Merck has also enlisted some of the top names in cardiovascular medicine to help in its public relations offensive. An article last month in the Chronicle of Higher Education provides details of how Merck Schering-Plough is using prominent doctors to convince their colleagues of Vytorin’s benefits:

“Fourteen university-affiliated physicians collected more than $400,000 from the makers of the anti-cholesterol drug Vytorin as part of a campaign to encourage the use of the medication. The 2008 campaign went on after an internal company study showed that the drug, with several billion dollars in sales, had little or no overall value for most patients.

“The physicians, many of them prominent in the field of cardiovascular disease, accepted the money from the manufacturers Merck & Company and the Schering-Plough Corporation for delivering speeches to health practitioners and attending advisory meetings. Sergio Fazio, a professor of medicine at Vanderbilt University, was paid $82,260, for example. Michael H. Davidson, a professor of medicine at the University of Chicago, was paid $71,150, and Antonio M. Gotto Jr., dean of the Weill Cornell Medical College, collected $27,146.”

So far insurers continue to buy the pitch. According to Merck, 81% of managed care customers have access to Vytorin at the “lowest branded copay.” Medicare continues to list Vytorin as a “Tier 2” drug, the best spot for a branded drug—Tier 1 drugs are generics and require the lowest co-pays from subscribers. Once a drug moves in Tier 3 in Medicare or managed care plans, the co-pays become much larger and the drug is prescribed far less.

How will the government, which stands to save billions over the years in removing these expensive drugs from their formularies, respond to this new evidence? The New York Times
reports that “Senator Charles E. Grassley, Republican of Iowa, wrote to the Department of Health and Human Services, asking its director, Kathleen Sebelius, what action she intended to take in light of the study results. Mr.

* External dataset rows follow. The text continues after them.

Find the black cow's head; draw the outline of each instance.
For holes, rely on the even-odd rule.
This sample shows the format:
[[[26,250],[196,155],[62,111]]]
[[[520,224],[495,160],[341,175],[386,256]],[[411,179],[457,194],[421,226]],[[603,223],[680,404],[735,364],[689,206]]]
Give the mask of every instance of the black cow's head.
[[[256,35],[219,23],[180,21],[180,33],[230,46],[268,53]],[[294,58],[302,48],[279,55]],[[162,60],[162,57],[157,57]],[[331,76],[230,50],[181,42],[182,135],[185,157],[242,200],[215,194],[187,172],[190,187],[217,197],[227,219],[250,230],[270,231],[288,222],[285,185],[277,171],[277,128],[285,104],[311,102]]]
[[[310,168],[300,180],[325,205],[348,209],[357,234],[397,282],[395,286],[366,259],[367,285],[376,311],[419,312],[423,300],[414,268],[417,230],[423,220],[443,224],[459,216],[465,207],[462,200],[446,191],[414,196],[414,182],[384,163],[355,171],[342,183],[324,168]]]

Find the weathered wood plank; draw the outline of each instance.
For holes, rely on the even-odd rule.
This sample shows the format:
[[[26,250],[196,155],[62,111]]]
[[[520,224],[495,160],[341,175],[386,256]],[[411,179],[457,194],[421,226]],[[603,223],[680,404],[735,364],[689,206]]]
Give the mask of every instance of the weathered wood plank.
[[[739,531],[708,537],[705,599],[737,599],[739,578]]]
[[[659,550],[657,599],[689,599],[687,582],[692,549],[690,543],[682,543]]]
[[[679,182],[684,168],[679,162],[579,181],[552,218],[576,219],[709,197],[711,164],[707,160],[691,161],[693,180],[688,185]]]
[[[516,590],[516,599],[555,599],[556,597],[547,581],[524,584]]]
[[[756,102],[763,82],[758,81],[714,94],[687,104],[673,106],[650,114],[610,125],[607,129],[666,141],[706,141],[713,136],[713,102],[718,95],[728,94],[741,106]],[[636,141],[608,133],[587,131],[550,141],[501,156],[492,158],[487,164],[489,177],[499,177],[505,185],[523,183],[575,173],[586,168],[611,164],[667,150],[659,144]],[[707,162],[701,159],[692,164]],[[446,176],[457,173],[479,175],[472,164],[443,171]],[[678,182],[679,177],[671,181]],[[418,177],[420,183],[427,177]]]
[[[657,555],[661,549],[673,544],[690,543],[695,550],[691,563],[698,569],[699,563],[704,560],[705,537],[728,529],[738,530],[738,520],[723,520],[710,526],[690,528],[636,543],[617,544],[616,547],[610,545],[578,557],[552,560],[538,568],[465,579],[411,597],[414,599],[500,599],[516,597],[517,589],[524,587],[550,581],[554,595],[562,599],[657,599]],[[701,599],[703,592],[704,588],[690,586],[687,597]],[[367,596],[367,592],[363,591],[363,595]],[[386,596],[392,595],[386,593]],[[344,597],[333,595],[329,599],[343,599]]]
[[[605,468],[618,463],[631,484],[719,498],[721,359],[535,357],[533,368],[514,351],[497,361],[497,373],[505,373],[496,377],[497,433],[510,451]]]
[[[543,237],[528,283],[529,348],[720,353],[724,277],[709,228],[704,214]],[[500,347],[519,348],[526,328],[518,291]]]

Grassley sits on the Senate Finance Committee which has jurisdiction over Medicare and its drug spending. In 2006 and 2007, the drug makers made more than $300 million through Medicare Part D in sales of Vytorin, a drug that combines Zetia and a statin, Mr. Grassley wrote.”

Secretary Sebelius has not yet responded publicly. But the issue begs her consideration—if only because refusing to pay for expensive medications with no clear benefit over cheaper alternatives seems to be at the heart of efforts to drive down sky-rocketing health care costs. It will also provide a good test case for how successful the government can be in using evidence-based medicine as a defense against Big Pharma’s lobbying machine.